A avaliação do grupo é de que existem laços críticos entre o controle de epidemias e a atividade econômica. "Por exemplo, há evidências de que, a menos que as pessoas se sintam seguras, elas estarão relutantes em se envolver novamente em atividades econômicas e sociais fundamentais, tais como a escolaridade ou o comércio", indicou.

OMS fracassou, China foi lenta e países ignoraram alertas

Outra constatação da investigação é de que, quando a OMS declarou sua emergência global no final de janeiro de 2020, muitos governos simplesmente ignoraram os alertas e adotaram "medidas mínimas" diante do surto.

As críticas também são direcionadas para a China e para a própria OMS. Conforme a coluna revelou na semana passada, o sistema criado pela agência internacional é insuficiente para dar uma resposta a uma pandemia.

A investigação ainda conclui que medidas de saúde pública poderiam ter sido adotadas de forma mais rígida por partes das autoridades da China em janeiro e que a situação em Wuhan poderia ter recebido uma atenção mais rápida.

"Também está claro para o painel que havia evidência de casos em vários países até o final de janeiro de 2020. Medidas de contenção da saúde pública deveriam ter sido implementadas imediatamente em qualquer país com um caso provável", constatou. "Elas não foram", lamentou o grupo.

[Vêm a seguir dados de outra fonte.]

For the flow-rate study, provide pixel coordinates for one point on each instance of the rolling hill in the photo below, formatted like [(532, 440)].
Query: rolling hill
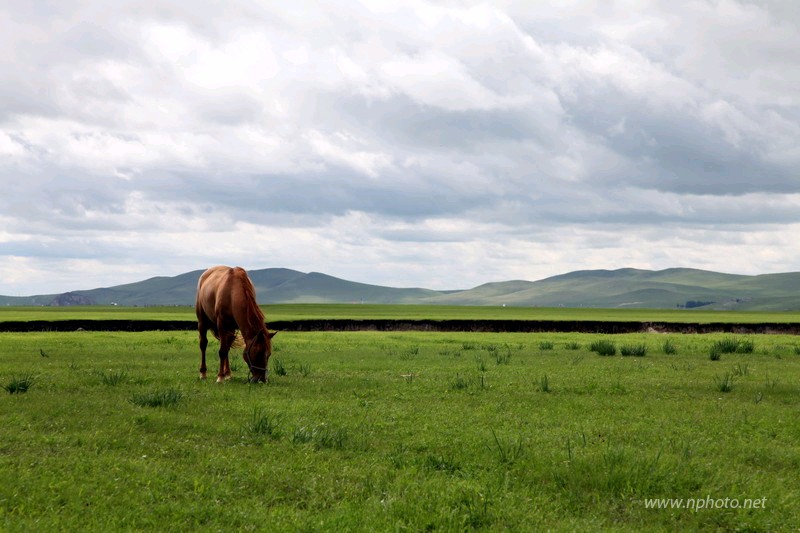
[(627, 287)]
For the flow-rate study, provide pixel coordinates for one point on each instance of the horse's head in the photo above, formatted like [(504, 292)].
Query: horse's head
[(256, 355)]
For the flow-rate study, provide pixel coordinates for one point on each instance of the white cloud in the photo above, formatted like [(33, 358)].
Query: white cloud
[(417, 143)]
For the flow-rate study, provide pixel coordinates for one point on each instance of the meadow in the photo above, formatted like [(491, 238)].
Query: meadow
[(404, 312), (372, 431)]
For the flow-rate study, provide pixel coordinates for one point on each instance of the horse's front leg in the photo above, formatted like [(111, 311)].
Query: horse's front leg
[(203, 345), (225, 343)]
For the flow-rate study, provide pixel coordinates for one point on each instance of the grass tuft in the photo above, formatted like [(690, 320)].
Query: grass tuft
[(278, 368), (19, 384), (636, 350), (113, 377), (669, 347), (603, 347), (724, 383), (163, 398), (262, 424), (544, 383)]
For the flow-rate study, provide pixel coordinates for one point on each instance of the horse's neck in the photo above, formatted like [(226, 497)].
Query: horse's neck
[(250, 325)]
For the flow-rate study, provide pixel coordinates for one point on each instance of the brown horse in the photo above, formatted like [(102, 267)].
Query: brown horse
[(226, 302)]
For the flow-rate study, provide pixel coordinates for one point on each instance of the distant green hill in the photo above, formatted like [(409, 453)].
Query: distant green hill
[(627, 287)]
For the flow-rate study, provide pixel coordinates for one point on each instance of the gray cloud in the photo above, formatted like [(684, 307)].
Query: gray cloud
[(519, 139)]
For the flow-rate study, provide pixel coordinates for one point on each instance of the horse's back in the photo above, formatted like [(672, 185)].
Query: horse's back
[(211, 289)]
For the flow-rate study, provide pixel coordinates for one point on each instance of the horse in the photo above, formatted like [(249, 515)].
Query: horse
[(226, 302)]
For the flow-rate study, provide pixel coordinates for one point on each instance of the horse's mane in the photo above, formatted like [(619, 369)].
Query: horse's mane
[(254, 314)]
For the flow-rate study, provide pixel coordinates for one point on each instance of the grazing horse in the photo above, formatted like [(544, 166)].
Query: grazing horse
[(226, 302)]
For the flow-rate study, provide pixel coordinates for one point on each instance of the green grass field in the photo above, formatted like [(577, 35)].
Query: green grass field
[(372, 431), (441, 312)]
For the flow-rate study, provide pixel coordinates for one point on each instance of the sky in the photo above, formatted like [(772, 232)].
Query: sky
[(409, 144)]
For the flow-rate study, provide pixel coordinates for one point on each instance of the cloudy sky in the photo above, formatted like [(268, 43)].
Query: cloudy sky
[(409, 143)]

Transmissão entre humanos foi subestimada, avalia painel

"Da mesma forma, as primeiras evidências do sucesso das medidas tomadas contra a SRA-CoV-2 poderiam ter sido compartilhadas mais ampla e proativamente, e deveriam ter sido tomadas medidas mais rapidamente para empregar as medidas de contenção mais bem sucedidas em todos os lugares onde os casos apareceram", constatou.

O painel ainda observou que quando a OMS conduziu um briefing técnico em sua sessão do Conselho Executivo em 4 de fevereiro de 2020, informou que havia mais de 12.000 casos confirmados na China, mas apenas 176 casos no resto do mundo. Ela também disse que existiam evidência definitiva de transmissão entre humanos, e também um sinal claro para todos os países que precisavam agir rapidamente para conter a propagação.

"Em muitos países, este sinal foi ignorado", completou.

O processo foi chefiado pela ex-primeira-ministra da Nova Zelândia, Helen Clark, e pela ex-presidente da Libéria, Ellen Johnson Sirleaf. Elas, porém, decidiram que iriam investigar não apenas a agência internacional, mas como governos responderam à crise. O governo Bolsonaro chegou a fazer campanha para que o ex-ministro da Saúde, Nelson Teich, fizesse parte da comissão. Seu nome não ganhou apoio.